Franck Sottou : Le poids de l'idéologie se réduit très fortement, à part aux extrêmes. Vous mettez un élu de gauche ou un élu de droite dans la même situation, il aura un peu les mêmes réflexes. Plus que l'orientation droite / gauche, c'est la capacité à agir qui marque une vraie différence, la capacité d'innovation. Et la capacité à attirer des emplois. L'idéologie joue certainement plus au niveau départemental.

Où s'arrête le pouvoir du politique et matière de développement local ?

Élisabeth Dupoirier :Le poids de la commune existe malgré tout. Vous ne pouvez-pas faire des virages à 180°. Le travail local répond à un processus assez lent, quelle que soit la commune. La gestion de l'aménagement du territoire n'est pas sur la même échelle temporelle que le reste de l'action politique. Le mandat de maire est d'ailleurs long. Et les maires des trois communes sus-citées ont occupé leur poste longtemps. J'ai entendu beaucoup de maires dire qu'il fallait être réélu au moins une fois pour voir se matérialiser – et éventuellement tirer les bénéfices attendus – des décisions prises au début du premier mandat.
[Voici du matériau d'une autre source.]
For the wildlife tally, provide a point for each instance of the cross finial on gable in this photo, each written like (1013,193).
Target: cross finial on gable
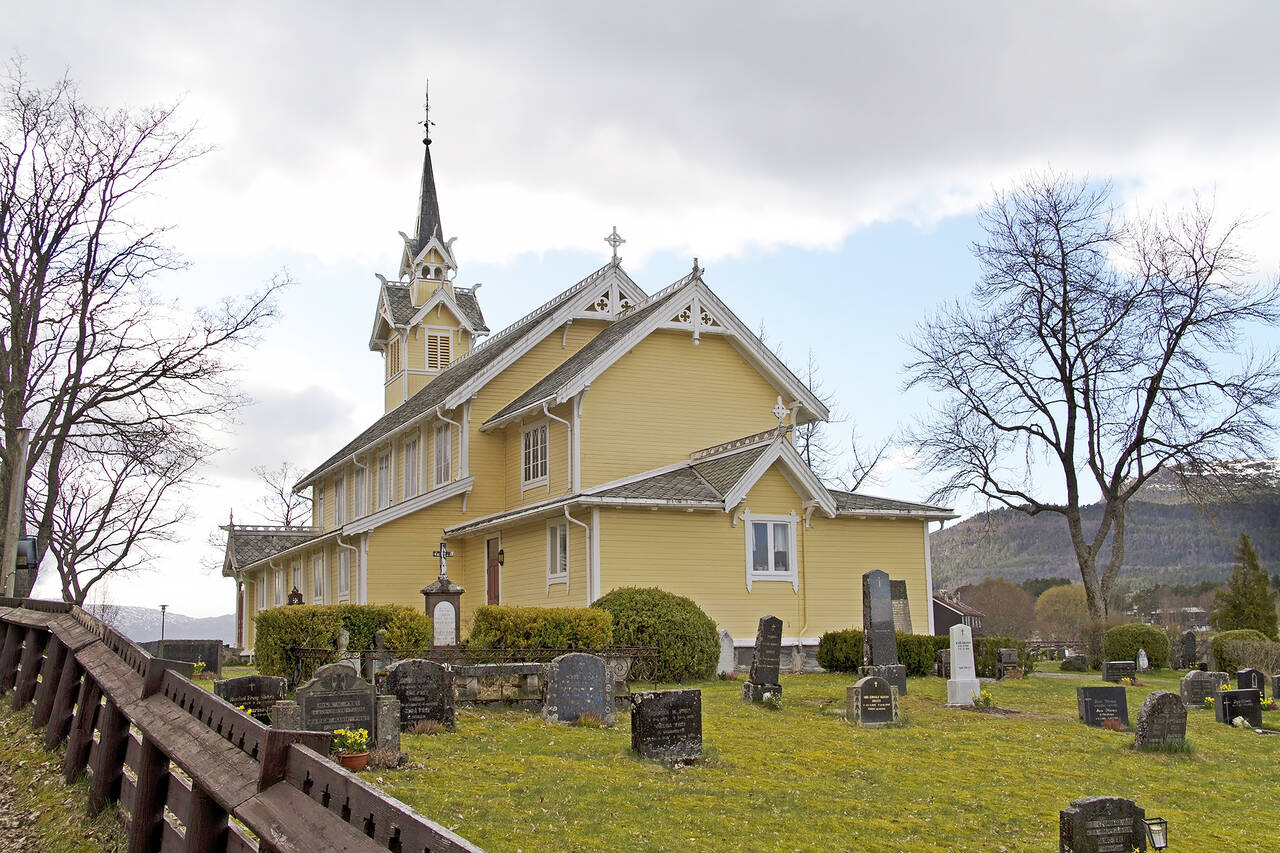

Franck Sottou :Il y a une situation de départ qui fait que l'on ne part pas avec les chances. C'est comme dans une course à pied où certains ont 100 mètres à faire, d'autres 110, d'autres 120... Le paradoxe est qu'il va certainement falloir mettre le plus de moyens pour ceux qui sont en retard. Il y a aussi une question de solidarité nationale et départementale.